Das Protokoll führt weiter aus, dass die Einwilligung der Person, die Opfer von Menschenhandel wird, unerheblich sein kann, wenn diese Einwilligung durch unlautere Mittel erreicht wurde:
- [...] die Einwilligung eines Opfers des Menschenhandels in die unter Buchstabe a genannte beabsichtigte Ausbeutung [ist] unerheblich, wenn eines der unter Buchstabe a genannten Mittel angewendet wurde; (Artikel 3 Buchstabe b).

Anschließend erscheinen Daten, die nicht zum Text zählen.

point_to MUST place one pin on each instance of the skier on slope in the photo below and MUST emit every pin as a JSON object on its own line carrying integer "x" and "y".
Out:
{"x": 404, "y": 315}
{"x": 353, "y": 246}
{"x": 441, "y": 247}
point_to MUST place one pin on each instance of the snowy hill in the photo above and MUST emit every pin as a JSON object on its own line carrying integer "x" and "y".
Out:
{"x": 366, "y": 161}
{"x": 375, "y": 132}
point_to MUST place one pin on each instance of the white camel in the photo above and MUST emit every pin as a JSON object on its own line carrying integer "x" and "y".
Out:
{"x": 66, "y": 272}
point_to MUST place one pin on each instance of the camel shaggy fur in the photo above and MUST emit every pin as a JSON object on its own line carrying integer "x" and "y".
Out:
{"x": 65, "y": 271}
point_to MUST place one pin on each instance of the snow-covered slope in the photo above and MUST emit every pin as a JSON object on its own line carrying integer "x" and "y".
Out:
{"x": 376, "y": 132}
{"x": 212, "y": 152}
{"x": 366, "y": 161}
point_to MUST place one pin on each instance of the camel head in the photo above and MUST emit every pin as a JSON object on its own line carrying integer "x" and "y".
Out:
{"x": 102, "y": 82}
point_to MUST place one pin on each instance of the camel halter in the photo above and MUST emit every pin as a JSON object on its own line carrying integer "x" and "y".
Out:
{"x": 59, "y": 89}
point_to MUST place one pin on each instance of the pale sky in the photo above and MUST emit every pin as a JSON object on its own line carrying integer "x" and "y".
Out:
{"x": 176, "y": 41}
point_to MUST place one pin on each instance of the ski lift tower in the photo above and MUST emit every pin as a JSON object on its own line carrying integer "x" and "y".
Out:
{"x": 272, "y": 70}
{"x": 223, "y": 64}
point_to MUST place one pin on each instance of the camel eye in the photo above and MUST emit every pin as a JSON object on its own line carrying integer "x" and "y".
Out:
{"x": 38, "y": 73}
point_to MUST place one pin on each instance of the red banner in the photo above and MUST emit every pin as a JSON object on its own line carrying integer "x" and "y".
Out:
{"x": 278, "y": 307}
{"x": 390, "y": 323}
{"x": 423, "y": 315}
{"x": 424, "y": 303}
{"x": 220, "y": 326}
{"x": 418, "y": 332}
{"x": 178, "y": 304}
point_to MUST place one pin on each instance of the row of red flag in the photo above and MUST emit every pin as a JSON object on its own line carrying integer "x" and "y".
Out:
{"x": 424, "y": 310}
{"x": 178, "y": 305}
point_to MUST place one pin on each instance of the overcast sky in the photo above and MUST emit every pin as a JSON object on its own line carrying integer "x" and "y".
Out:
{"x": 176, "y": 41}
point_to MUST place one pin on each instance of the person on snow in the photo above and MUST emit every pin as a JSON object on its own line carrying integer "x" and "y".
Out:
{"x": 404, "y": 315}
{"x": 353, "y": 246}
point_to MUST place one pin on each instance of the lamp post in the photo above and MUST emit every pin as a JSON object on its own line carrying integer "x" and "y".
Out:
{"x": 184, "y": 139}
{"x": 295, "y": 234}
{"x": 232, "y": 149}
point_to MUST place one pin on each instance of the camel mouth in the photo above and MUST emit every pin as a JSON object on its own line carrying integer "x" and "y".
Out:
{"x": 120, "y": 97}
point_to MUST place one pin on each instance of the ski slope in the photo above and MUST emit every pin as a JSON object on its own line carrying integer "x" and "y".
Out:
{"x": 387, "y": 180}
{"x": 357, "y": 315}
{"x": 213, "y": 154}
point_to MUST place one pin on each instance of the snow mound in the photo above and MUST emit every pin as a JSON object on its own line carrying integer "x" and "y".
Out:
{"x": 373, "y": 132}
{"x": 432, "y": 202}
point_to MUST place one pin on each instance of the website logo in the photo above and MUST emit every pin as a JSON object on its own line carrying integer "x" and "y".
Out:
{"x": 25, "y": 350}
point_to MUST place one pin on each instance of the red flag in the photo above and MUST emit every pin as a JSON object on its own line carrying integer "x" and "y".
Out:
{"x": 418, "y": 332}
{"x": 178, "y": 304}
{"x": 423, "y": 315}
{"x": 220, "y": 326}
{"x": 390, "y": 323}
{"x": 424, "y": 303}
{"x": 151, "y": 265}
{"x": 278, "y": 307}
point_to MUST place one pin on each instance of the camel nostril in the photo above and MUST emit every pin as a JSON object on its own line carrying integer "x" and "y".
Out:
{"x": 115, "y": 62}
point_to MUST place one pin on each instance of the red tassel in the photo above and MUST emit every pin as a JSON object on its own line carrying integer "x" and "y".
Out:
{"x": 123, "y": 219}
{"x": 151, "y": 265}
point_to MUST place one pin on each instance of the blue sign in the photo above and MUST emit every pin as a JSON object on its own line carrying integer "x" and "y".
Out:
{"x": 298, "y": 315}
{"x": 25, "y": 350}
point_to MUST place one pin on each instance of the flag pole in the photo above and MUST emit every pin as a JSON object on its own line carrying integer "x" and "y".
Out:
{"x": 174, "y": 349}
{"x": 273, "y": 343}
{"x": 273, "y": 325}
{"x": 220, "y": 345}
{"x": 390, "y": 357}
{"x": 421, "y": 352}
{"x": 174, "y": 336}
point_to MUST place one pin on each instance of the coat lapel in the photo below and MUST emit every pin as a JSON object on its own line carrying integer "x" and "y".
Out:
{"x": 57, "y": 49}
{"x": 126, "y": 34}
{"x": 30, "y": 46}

Im Hinblick auf Kinder, die Opfer von Menschenhandel werden, führt das Protokoll aus, dass der verletzliche Status von Kindern es für diese unabhängig davon, ob unlautere Mittel angewendet wurden oder nicht, unmöglich macht, ihre Einwilligung zu erteilen:
- [...] die Anwerbung, Beförderung, der Transfer, die Beherbergung oder Aufnahme eines Kindes zum Zweck der Ausbeutung [gilt] auch dann als Menschenhandel, wenn dabei keines der unter Buchstabe a genannten Mittel angewendet wurde; (Artikel 3 Buchstabe c).
- „Kind“ bezeichnet Personen unter achtzehn Jahren. (Artikel 3 Buchstabe d).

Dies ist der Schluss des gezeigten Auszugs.